Even in football stadiums the English dont do anything like 1024x683 1


Even in (Site notre bureau spécialisé) stadiums, the English don't do anything like the others - this unique rule allows them to crush France

It’s the story of money: the domination of English clubs over French and European (Site notre bureau spécialisé) is also based on a culture of Ballon Rond, preserved by a little-known rule.

England likes to get into its particularities: like Boxing Day, the famous Boxing Day or the Premier League is the second European champion to offer matches, other traditions give prestige to British (Site notre bureau spécialisé). The start of each of them is fundamental to compare the domination of English clubs over European (Site notre bureau spécialisé): the “3pm blackout” (the “3 p.m. cut”).

The origins of these regulations date back to the late 1950s, after the English (Site notre bureau spécialisé) authorities decided to enter into a « blackout » period for matches. This rule prohibits television broadcasts of matches between 2:45 p.m. and 5:15 p.m. on Saturdays. In other words, matches which start at 3 p.m. will be broadcast directly in the United Kingdom. Between two and five high-level matches are affected each weekend, but also all foreign matches taking place during this slot!

This tradition, which nevertheless reduces the TV rights that English clubs could receive, is in reality a boon for the image and economic health of the championship.

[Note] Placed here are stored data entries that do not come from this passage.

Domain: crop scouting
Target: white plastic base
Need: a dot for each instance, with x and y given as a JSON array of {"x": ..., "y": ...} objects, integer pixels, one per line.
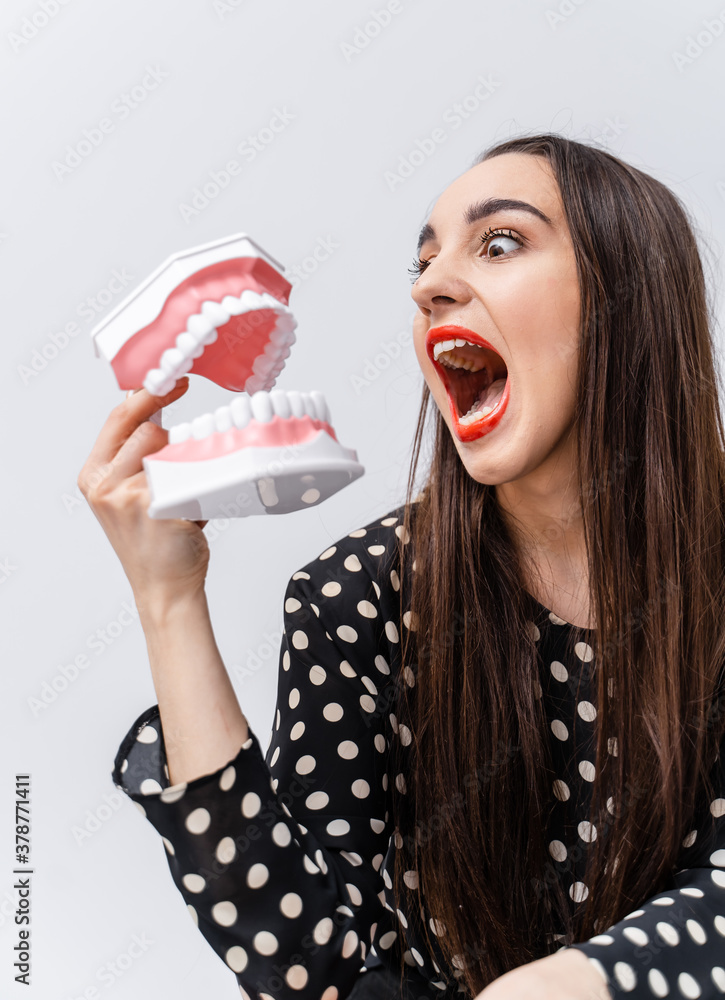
[{"x": 251, "y": 480}]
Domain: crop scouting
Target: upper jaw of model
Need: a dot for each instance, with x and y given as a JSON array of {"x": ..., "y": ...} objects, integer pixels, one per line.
[
  {"x": 229, "y": 294},
  {"x": 221, "y": 310}
]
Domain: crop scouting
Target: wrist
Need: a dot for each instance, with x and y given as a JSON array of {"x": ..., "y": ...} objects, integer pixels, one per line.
[{"x": 161, "y": 609}]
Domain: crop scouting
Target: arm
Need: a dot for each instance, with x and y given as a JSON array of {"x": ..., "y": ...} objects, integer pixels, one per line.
[
  {"x": 674, "y": 944},
  {"x": 203, "y": 724},
  {"x": 278, "y": 857}
]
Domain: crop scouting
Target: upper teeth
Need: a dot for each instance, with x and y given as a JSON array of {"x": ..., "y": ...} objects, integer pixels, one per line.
[
  {"x": 443, "y": 352},
  {"x": 201, "y": 330},
  {"x": 262, "y": 407}
]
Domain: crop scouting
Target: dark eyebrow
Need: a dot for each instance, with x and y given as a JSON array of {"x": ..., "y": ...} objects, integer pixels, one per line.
[{"x": 482, "y": 209}]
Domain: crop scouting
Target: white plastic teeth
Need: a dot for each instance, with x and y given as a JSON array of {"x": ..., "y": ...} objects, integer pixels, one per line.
[
  {"x": 443, "y": 352},
  {"x": 201, "y": 329},
  {"x": 262, "y": 407}
]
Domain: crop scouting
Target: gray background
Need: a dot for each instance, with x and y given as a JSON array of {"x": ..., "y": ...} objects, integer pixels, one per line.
[{"x": 625, "y": 75}]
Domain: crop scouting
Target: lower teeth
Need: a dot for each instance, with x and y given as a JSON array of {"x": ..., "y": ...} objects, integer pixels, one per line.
[{"x": 475, "y": 415}]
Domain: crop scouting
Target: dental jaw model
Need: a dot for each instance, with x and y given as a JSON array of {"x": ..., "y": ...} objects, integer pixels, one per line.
[{"x": 221, "y": 310}]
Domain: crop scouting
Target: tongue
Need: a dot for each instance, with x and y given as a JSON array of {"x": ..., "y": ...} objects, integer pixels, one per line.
[{"x": 492, "y": 395}]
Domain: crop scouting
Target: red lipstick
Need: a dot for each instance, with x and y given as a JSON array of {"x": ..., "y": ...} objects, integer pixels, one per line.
[{"x": 483, "y": 425}]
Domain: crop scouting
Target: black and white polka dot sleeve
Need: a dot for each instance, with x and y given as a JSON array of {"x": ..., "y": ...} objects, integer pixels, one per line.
[
  {"x": 277, "y": 856},
  {"x": 674, "y": 944}
]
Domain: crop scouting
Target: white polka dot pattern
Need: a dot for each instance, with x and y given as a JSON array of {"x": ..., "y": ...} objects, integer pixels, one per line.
[{"x": 297, "y": 843}]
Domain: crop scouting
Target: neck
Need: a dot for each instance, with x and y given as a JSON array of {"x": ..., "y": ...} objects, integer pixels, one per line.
[{"x": 543, "y": 512}]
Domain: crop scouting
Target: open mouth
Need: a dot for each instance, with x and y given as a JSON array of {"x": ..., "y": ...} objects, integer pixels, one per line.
[
  {"x": 475, "y": 378},
  {"x": 221, "y": 310}
]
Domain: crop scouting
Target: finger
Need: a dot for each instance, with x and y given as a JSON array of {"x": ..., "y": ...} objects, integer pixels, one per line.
[
  {"x": 128, "y": 460},
  {"x": 124, "y": 419},
  {"x": 155, "y": 418}
]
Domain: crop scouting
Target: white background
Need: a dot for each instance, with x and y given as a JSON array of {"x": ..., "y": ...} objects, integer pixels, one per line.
[{"x": 594, "y": 71}]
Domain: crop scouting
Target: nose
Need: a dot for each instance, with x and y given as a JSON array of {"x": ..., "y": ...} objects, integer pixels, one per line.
[{"x": 439, "y": 286}]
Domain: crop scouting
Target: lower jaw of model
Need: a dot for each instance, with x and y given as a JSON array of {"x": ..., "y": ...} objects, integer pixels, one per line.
[{"x": 221, "y": 311}]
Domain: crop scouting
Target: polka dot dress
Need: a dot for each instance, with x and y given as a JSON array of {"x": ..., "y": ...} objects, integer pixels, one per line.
[{"x": 285, "y": 859}]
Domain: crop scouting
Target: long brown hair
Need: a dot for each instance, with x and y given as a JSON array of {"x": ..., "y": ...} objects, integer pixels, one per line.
[{"x": 651, "y": 479}]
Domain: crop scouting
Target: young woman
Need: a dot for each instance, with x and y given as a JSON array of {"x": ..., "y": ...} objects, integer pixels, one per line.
[{"x": 494, "y": 767}]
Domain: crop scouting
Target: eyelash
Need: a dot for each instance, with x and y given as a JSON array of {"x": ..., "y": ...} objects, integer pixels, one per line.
[{"x": 420, "y": 265}]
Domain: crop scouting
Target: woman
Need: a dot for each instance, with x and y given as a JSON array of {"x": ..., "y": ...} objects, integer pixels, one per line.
[{"x": 499, "y": 707}]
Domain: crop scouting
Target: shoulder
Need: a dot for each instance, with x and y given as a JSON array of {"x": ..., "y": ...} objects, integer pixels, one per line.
[{"x": 367, "y": 557}]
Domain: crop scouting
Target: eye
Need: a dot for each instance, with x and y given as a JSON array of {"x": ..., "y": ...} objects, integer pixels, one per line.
[
  {"x": 500, "y": 241},
  {"x": 417, "y": 269}
]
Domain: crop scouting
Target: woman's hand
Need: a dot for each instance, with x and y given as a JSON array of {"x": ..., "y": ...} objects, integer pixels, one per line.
[
  {"x": 164, "y": 559},
  {"x": 565, "y": 975}
]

The primary purpose ensures that fans will come to the stadium to watch the matches on television and ensure the great stadium atmospheres – and this during the winter.

The financial benefits are actually enormous, particularly in terms of ticketing. The spectacular atmosphere of the English championship also ensures increased TV rights abroad. Another positive consequence of this regulation is the strengthening of amateur (Site notre bureau spécialisé) and lower divisions. By offering a time slot dedicated to afternoon matches, small local clubs attract a larger audience, thus promoting the development of (Site notre bureau spécialisé) culture.

(Site notre blog d’information) League One clubs, three English divisions, welcome on average 10,611 spectators per match, almost five times more than the National, the third French division (2,240 spectators on average). The cart is the same as the largest descendant of the divisions: (Site notre blog d’information) League Two (4th division) welcomes 5,712 spectators each month, compared to just over 500 in National 2 (4th French division). Even if this « blackout » is not the only reason for these dizzying differences, it partly explains the unparalleled influence of small English clubs compared to France but also to other countries.

This tradition, although old, is kept firmly anchored in the (Site notre bureau spécialisé) culture in England and also strengthens social cohesion, solidarity and neighborhood life. The viewer, the continued broadcasting and the demand for flexible time slots for matches, English (Site notre bureau spécialisé) clubs continue to respect this rule of « blackout » on Saturday at 3 p.m.

This tradition is not only free of controversy in the United Kingdom. Certainly the estimate which regulates the “black-out” at 3 p.m. after the same time is obsolete and the broadcasters are authorized to broadcast the matches, to increase TV revenues. The rules also apply to certain Premier League matches.